Fig. 3. Imaging biological tissue. (a) Calculated reflection of a TE-polarized mm wave at 140 GHz when various biological tissues are placed on top of the silicon wafer, when the silicon is dark (solid lines) or illuminated (dashed lines) with a photoexcitation beam of ${220}\,{{\rm Wm}^{- 2}}$ at 623 nm wavelength. The silicon wafer has a thickness of 390 µm and a charge carrier lifetime of 75 µs. The critical angle ( ${\theta _{{\rm crit}}}$ , black vertical line) and the range of angles where the $\delta r$ is of opposite sign for the two different thicknesses of fat (gray shaded area) are marked on the plot. (b) and (c) Images of porcine tissue samples at visible (left) and 140 GHz (right) frequencies: (b) shows a large fatty region well separated from the protein, and (c) shows thin filaments of fat embedded in protein, while the regions of fat and protein are clearly distinguishable in both.
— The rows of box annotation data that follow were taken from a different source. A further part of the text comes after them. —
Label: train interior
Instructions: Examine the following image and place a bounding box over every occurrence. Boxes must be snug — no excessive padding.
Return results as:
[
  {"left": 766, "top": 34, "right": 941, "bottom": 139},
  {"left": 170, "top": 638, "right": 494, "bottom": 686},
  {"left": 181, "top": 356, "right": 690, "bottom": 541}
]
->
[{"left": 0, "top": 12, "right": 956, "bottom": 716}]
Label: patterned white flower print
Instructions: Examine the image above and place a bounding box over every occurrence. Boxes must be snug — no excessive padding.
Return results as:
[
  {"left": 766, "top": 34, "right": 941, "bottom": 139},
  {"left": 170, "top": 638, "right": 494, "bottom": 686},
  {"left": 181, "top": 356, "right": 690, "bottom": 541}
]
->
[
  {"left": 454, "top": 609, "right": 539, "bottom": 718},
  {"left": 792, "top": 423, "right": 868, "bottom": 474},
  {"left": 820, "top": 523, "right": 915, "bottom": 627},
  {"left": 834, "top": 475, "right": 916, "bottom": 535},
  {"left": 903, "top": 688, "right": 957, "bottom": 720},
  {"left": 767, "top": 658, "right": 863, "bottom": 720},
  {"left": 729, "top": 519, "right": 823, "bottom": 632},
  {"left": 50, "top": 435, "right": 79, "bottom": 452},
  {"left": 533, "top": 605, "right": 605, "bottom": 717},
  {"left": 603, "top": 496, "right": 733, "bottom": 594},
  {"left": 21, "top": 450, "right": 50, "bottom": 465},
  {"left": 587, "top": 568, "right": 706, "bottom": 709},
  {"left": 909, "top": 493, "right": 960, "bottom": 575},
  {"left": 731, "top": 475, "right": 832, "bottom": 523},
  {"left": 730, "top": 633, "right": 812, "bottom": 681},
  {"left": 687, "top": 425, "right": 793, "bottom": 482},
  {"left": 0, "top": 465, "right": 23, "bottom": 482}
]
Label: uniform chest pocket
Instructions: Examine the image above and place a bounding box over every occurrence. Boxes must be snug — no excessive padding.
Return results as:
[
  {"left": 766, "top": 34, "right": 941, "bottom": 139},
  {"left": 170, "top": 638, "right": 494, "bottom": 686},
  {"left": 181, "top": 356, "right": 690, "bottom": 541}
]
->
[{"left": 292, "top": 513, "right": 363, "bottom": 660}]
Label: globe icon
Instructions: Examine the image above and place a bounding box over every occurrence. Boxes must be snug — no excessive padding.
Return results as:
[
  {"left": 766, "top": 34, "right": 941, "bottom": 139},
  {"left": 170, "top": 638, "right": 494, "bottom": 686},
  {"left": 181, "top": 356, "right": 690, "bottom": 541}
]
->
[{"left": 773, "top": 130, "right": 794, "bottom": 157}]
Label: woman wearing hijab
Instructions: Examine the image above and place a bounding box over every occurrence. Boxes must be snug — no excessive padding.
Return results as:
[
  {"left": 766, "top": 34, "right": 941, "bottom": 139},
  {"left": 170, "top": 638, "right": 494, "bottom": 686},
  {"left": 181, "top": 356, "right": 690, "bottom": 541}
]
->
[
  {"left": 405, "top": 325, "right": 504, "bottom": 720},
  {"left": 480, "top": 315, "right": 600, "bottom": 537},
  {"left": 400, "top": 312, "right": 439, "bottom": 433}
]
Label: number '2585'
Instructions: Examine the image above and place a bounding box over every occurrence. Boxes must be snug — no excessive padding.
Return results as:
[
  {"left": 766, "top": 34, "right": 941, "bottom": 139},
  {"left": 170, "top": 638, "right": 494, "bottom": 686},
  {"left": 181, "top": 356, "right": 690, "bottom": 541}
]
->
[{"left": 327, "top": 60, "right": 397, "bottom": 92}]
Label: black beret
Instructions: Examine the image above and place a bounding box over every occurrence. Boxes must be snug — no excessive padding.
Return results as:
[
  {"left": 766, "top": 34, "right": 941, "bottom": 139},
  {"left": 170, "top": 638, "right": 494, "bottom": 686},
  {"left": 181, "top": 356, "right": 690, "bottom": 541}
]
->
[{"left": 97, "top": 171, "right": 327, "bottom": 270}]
The ${64} \times {64}$  pixel mm-wave images are an average of 100 images taken with TE polarization, where each took 4.1 s to collect (images collected over shorter times can be found in Section 3.3 of Supplement 1).
Fig. 4.
Fig. 4. Investigating design parameters. (a) Calculated diffusion length of carriers (left, black axis) and modulation depth (right, red axis) as a function of effective charge carrier lifetime for a mm-wave beam incident at 50° through the prism material onto a 390 µm thick wafer. The gray line shows the lifetime of the wafer used in experiment. (b) TE-polarized modulation depth of a mm-wave signal as function of angle of incidence in the prism material and silicon wafer thickness, assuming a charge carrier lifetime of 75 µs. Inset shows the reflection for dark and illuminated states for a 390 µm thick wafer. All results are calculated at 140 GHz mm-wave frequency, and an incident photoexcitation wavelength of 623 nm and power of ${220}\,{{\rm Wm}^{- 2}}$ when illuminated, and ${0}\,{{\rm Wm}^{- 2}}$ when dark. The red circles show the experimental parameters.